Identification of differentially expressed genes and clustering analysis
Differentially expressed genes between ES and EB were identified by ANOVA at p value 0.05 using bioconductor . Unsupervised hierarchical clustering analysis and principal component analysis (PCA) were conducted using software Pcluster  and TreeView .
Identification of diagnostic markers
PAM (prediction analysis of microarray) was employed for the identification of diagnostic markers from insulin pathway genes by using the software package bioconductor . PAM is a class prediction method for expression data mining. It can provide a list of significant genes whose expression characterizes each diagnostic class. The average gene expression level in multiple classes, such as ES, EB, NS, and FB, was divided by the within-class standard deviation for that gene. The nearest centroid classification computed by PAM takes the protein expression profile from a new sample, and compares it to each of these class centroids .

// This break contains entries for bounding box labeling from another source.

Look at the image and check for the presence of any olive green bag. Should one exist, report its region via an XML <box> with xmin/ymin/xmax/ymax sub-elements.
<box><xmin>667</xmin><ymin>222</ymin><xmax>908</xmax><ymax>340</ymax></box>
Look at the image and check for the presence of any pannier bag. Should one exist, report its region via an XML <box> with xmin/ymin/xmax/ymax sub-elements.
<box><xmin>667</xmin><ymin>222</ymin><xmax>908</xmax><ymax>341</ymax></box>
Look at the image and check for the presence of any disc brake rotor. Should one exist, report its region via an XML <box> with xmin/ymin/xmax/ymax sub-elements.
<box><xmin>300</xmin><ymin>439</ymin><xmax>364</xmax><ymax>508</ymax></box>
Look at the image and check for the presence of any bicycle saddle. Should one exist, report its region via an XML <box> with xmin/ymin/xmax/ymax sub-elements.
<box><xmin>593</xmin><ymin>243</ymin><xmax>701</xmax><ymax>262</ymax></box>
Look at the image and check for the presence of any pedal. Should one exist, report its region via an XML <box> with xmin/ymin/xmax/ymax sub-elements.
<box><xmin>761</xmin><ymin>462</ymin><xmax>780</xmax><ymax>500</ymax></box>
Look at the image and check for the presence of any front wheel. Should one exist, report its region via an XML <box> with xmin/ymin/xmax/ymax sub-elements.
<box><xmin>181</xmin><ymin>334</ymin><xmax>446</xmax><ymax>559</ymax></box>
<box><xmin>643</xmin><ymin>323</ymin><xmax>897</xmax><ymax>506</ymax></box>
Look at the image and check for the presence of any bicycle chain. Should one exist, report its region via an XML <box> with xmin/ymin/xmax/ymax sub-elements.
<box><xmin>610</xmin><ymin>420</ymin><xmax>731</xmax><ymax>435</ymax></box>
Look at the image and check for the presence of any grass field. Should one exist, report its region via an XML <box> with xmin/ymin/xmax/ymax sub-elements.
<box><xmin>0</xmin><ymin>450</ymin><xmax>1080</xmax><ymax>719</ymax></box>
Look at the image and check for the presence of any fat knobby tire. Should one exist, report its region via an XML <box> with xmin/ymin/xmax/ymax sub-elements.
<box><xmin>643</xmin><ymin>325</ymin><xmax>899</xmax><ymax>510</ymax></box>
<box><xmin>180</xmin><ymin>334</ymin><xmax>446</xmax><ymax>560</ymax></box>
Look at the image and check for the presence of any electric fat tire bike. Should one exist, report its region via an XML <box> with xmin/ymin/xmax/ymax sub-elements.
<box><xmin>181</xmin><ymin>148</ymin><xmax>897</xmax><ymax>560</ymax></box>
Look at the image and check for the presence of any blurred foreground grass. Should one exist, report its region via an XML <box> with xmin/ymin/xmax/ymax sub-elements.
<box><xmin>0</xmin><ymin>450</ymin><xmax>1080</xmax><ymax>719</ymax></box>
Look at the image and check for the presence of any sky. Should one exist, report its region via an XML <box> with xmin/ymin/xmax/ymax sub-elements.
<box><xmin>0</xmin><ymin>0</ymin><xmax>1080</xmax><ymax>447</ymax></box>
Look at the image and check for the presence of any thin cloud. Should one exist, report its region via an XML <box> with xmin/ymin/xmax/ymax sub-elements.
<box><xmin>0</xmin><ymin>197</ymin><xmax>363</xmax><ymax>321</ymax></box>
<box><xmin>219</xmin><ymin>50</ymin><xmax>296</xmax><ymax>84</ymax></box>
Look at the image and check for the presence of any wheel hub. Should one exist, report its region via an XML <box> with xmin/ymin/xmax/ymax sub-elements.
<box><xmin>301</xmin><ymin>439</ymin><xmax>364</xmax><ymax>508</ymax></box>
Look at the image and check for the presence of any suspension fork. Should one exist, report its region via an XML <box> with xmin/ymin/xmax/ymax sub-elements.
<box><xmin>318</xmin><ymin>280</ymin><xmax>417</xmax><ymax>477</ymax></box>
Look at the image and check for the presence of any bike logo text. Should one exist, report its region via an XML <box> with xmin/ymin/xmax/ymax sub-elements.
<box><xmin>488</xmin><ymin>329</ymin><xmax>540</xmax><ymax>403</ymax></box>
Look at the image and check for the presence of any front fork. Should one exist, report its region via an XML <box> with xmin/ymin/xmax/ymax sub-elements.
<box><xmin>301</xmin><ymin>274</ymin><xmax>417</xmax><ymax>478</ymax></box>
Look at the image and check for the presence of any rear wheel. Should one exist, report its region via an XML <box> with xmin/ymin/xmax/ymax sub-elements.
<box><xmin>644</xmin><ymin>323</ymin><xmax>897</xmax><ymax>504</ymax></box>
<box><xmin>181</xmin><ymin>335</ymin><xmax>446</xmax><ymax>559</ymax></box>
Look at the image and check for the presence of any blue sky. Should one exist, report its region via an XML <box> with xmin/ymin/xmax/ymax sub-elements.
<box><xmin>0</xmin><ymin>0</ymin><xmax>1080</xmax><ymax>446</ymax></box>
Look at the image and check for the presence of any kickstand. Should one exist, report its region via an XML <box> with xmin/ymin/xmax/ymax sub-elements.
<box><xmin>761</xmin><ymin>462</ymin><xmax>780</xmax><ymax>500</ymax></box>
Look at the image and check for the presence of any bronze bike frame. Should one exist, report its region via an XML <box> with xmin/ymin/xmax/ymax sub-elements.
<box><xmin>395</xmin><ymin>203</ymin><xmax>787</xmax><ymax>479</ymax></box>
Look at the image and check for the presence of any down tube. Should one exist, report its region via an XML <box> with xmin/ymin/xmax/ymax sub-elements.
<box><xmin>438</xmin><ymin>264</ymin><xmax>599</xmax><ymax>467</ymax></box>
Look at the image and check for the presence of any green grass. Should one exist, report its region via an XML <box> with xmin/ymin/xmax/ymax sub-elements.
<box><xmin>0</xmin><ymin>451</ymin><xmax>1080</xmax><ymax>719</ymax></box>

RT-PCR and quantitative real-time PCR analysis
Total RNA was isolated with TRIzol (Invitrogen. cDNA was synthesized using 2.5 μg total RNA in a 20-μl reaction with Superscript II (Invitrogen) and oligo (dT)12–18 (Promega; Madison, WI). One microliter RNase H (Invitrogen) was added to each tube and incubated for 20 minutes at 37°C before proceeding to the RT-PCR analysis. The PCR primers are: RPS4Y-forward: 5' AGATTCTCTTCCGTCGCAG 3', RPS4Y-reverse, 5' CTCCACCAATCACCATACAC 3'; EIFAY-forward, 5' CTGCTGCATCTTAGTTCAGTC 3'; EIFAY-reverse 5' CTTCCAATCGTCCATTTCCC 3'. Quantitative real time PCR gene specific primer pairs and probes were purchased from Applied Biosystems (Foster City, CA) for the following genes: MMP3 (Hs00233962_m1), TFRSF11B (Hs00171068_m1), THBS1 (Hs00170236_m1), KRTHA4 (Hs00606019_gH), and for internal control β-actin (ACTB, Hs99999903_m1).